Final answer:
The New Deal helped American consumers through the implementation of social programs designed to provide economic relief, restore confidence in the banking system, and establish a social safety net. These programs included the Works Progress Administration, Civilian Conservation Corps, FDIC, and Social Security, symbolizing a significant expansion of the federal government's role in the economy.
Step-by-step explanation:
The New Deal provided relief to American consumers by implementing social programs. It expanded the government's role during the Great Depression of the 1930s with initiatives like the Works Progress Administration, Civilian Conservation Corps, and the Home Owners' Loan Corporation to tackle unemployment and mortgage debts.

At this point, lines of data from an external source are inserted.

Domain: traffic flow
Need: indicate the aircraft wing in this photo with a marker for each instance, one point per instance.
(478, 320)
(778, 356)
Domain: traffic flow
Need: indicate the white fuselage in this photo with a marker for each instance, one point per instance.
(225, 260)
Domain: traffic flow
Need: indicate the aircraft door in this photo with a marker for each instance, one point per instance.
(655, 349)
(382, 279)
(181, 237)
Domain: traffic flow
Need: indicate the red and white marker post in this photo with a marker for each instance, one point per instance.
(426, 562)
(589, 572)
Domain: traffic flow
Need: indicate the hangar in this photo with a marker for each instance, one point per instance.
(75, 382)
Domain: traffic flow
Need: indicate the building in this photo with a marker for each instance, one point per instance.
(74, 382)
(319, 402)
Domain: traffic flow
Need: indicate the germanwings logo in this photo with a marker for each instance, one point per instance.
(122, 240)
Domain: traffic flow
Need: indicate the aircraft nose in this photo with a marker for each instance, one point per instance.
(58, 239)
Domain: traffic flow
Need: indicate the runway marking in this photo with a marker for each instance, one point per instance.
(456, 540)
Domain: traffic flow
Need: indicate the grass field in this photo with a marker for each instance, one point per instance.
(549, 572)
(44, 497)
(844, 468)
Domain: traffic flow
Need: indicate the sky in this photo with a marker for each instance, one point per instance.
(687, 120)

Moreover, the New Deal established long-lasting programs such as Social Security and set the precedent for later additions like Medicaid and Medicare. These programs were designed to ensure a minimal standard of living and support to citizens during hard economic times. Programs like the Federal Deposit Insurance Corporation (FDIC) also helped restore faith in the banking system by ensuring depositors' money was safe.
The New Deal marked a significant change in the perception of government's role in society and the economy, moving towards the notion of a welfare state where the government is responsible for the economic security of its citizens. This shift included accepting deficit spending to finance government programs, leading to an increase in national debt but also enhancing quality of life for many Americans.